Maybe I was just taught to do them. Maybe they are not mine,
One example that comes to mind now is regarding my boyfriends J. My mom always said that I should find someone that would be very handy around the house, so that nothing would get broken, or at least would get fixed fast. I thought that ok… this is something I could change. It was never a bad think per se, and in theory, I agree that it would make life easier to have someone in the house to fix things (!!) , but is that enough? Is that something my happiness depends on? What would be like I just didn’t look for this, and instead, I would let things happen? ( I really am a lot happier now by just calling the mechanic when I need something fixing around the house! )

And so, step by step, I started making critical changes: changing perceptions, strong beliefs, that were not necessarily bad, were just not fit, and they interfered with my happiness.
Ok,I continued exercising but stopped dancing, continued living a healthy life, but with less self criticism and aggressivity towards myself, more relaxed and loving.
Why do I think that a disease, life itself should not be considered a fight?
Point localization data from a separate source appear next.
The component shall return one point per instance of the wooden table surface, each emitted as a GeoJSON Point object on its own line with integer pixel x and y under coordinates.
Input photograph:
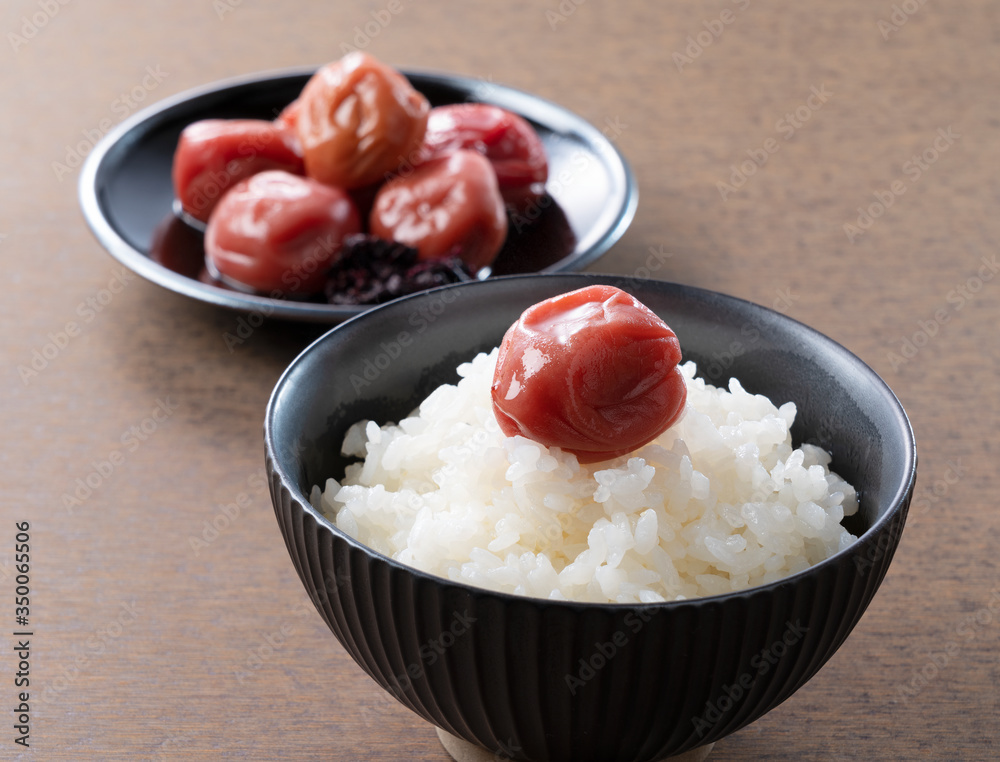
{"type": "Point", "coordinates": [836, 161]}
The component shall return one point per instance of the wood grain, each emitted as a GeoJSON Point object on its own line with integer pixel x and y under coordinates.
{"type": "Point", "coordinates": [151, 646]}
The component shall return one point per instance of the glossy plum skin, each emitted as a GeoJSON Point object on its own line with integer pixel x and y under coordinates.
{"type": "Point", "coordinates": [445, 206]}
{"type": "Point", "coordinates": [279, 233]}
{"type": "Point", "coordinates": [214, 154]}
{"type": "Point", "coordinates": [592, 371]}
{"type": "Point", "coordinates": [357, 120]}
{"type": "Point", "coordinates": [508, 141]}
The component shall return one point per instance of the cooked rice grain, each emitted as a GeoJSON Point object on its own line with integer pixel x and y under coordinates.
{"type": "Point", "coordinates": [719, 502]}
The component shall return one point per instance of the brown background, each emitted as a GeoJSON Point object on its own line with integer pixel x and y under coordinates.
{"type": "Point", "coordinates": [143, 645]}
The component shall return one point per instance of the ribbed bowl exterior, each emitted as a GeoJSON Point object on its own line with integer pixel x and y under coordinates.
{"type": "Point", "coordinates": [533, 679]}
{"type": "Point", "coordinates": [540, 680]}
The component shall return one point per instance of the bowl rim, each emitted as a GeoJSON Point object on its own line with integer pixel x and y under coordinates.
{"type": "Point", "coordinates": [898, 503]}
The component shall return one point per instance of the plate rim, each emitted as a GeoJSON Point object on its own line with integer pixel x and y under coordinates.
{"type": "Point", "coordinates": [147, 119]}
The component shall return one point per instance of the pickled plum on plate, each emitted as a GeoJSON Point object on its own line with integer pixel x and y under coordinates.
{"type": "Point", "coordinates": [508, 141]}
{"type": "Point", "coordinates": [356, 118]}
{"type": "Point", "coordinates": [450, 205]}
{"type": "Point", "coordinates": [358, 137]}
{"type": "Point", "coordinates": [593, 371]}
{"type": "Point", "coordinates": [213, 155]}
{"type": "Point", "coordinates": [279, 233]}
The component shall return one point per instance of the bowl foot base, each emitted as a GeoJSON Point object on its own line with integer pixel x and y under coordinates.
{"type": "Point", "coordinates": [463, 751]}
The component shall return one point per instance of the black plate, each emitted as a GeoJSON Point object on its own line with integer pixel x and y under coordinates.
{"type": "Point", "coordinates": [126, 190]}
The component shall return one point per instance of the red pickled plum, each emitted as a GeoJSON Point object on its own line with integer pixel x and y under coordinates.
{"type": "Point", "coordinates": [280, 233]}
{"type": "Point", "coordinates": [592, 371]}
{"type": "Point", "coordinates": [356, 118]}
{"type": "Point", "coordinates": [446, 206]}
{"type": "Point", "coordinates": [214, 154]}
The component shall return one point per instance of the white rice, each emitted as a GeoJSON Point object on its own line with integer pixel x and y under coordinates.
{"type": "Point", "coordinates": [721, 501]}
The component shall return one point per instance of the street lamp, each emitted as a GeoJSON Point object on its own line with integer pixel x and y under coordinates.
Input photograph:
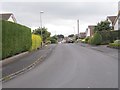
{"type": "Point", "coordinates": [41, 24]}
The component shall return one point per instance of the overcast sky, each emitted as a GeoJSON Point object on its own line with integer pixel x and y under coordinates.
{"type": "Point", "coordinates": [60, 17]}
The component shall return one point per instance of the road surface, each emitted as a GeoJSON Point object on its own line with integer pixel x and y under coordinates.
{"type": "Point", "coordinates": [71, 66]}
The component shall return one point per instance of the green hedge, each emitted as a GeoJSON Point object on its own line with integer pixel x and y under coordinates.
{"type": "Point", "coordinates": [96, 39]}
{"type": "Point", "coordinates": [36, 42]}
{"type": "Point", "coordinates": [16, 38]}
{"type": "Point", "coordinates": [110, 36]}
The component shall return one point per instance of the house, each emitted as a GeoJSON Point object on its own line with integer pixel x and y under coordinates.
{"type": "Point", "coordinates": [90, 30]}
{"type": "Point", "coordinates": [117, 22]}
{"type": "Point", "coordinates": [111, 19]}
{"type": "Point", "coordinates": [82, 34]}
{"type": "Point", "coordinates": [8, 17]}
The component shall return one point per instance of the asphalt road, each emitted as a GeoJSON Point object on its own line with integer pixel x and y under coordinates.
{"type": "Point", "coordinates": [71, 66]}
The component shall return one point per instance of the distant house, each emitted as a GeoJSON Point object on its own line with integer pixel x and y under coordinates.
{"type": "Point", "coordinates": [90, 30]}
{"type": "Point", "coordinates": [111, 19]}
{"type": "Point", "coordinates": [8, 17]}
{"type": "Point", "coordinates": [117, 22]}
{"type": "Point", "coordinates": [82, 34]}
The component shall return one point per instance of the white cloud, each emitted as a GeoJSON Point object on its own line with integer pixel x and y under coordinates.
{"type": "Point", "coordinates": [60, 18]}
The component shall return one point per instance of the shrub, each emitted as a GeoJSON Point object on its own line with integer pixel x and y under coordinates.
{"type": "Point", "coordinates": [16, 38]}
{"type": "Point", "coordinates": [36, 42]}
{"type": "Point", "coordinates": [109, 36]}
{"type": "Point", "coordinates": [87, 39]}
{"type": "Point", "coordinates": [96, 39]}
{"type": "Point", "coordinates": [117, 41]}
{"type": "Point", "coordinates": [114, 45]}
Because I saw can never win this fight. Life and MS showed me that it can get worse in any moment.
Short while after my first symptoms, my dad died. Then, my high school friends just left my side. Suddenly , my mom got sick. In the meanwhile, MS was progressing . Things were getting worse. It can always get worse. We can hope, stay  positive, and when I saw that was just not enough…? Clearly, what I was doing, for me, it wasn’t working.
This approach of fight, of struggling, was not helping anymore. The moment I started doing these critical changes, switching from “the forever warrior” to a more spiritual person, who just decided to make peace with life and to accept these changes and the implicit lessons that MS gave, was the moment I started relaxing,

This doesn’t mean I found the magic MS cure, it doesn’t mean I didn’t go trough other hard moments. Only now it seemed easier. I am more relaxed, more careful with my body and my soul. In the same time, I learned how to be grateful for every good, and not so good thing that is happening, to find the positive side in almost everything, even in the darkest periods.
Since I embraced what is happening, other kind of people came in my life, new doors opened, new opportunities and knowledge.

This is how I deal with this. For others, the idea of fighter/fight, is working, and this is ok.
Me? I found other approach, and for me #lifeisnotafight is working.